If you’re able to wear higher up-front costs and want to make savings on your utility bills over the longer term, Tomkins says that you should first assess your hot water source. “Is your hot water service efficient? You could look at installing a solar hot water system. Although there is a slightly higher up-front cost, running costs are greatly reduced so it should pay for itself after a few years. If you have airconditioning, you could look at zoning the areas in your house, so you can effectively cool just the zone you are living in.”
Rainwater tanks, which collect run-off from your roof, are an ideal source of water to use in the garden or swimming pool. Given that 60% of our water is used for outdoor purposes, and with the rebates that many water authorities now offer, rainwater tanks can bring your water bills right down.

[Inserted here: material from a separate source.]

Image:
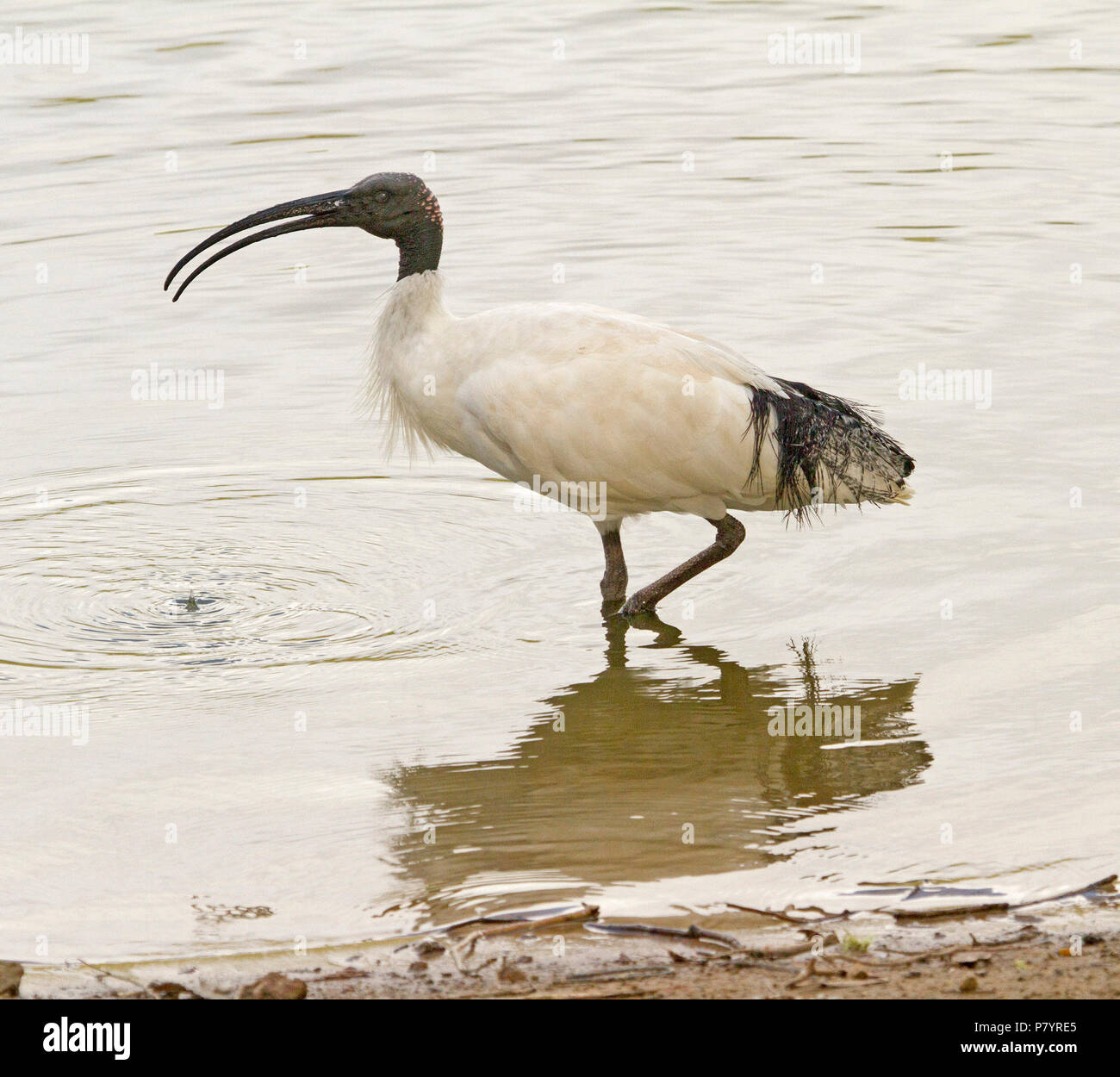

Adding shading devices will not only save you money on heating and cooling, but will also improve the comfort of your home, Tomkins says. “If you have good passive solar design with awnings or eaves on the north and west aspects of your house, you can reduce solar heat gain. If you place them at the correct angle, it’s possible to attract the winter sun, while blocking out summer sun.”
What if I’m renovating?
For any major alteration or addition, it’s a good idea to initially consult the experts. “If you’re renovating, get some design advice from a recognised architect who’s had some experience in environmentally sustainable design. What features you decide to go with will depend on your home’s orientation,” Taper says.
“The placement of new rooms can improve thermal comfort of the existing house, by providing shading to the adjacent rooms,” Tomkins adds. “New external walls should have insulation, and any new water rooms can include water efficient tap ware or toilets.” If you’re in NSW, BASIX will apply to those renovating or extending an existing home from 1 July.
Options abound for improving the comfort of your home, reducing reliance on artificial heating and cooling. You needn’t rip apart walls, or shell out thousands of dollars to enjoy energy and water savings, and a temperate internal climate. What’s more, reinvesting the money you save back into your mortgage will enable you to own your green-friendly home that much sooner!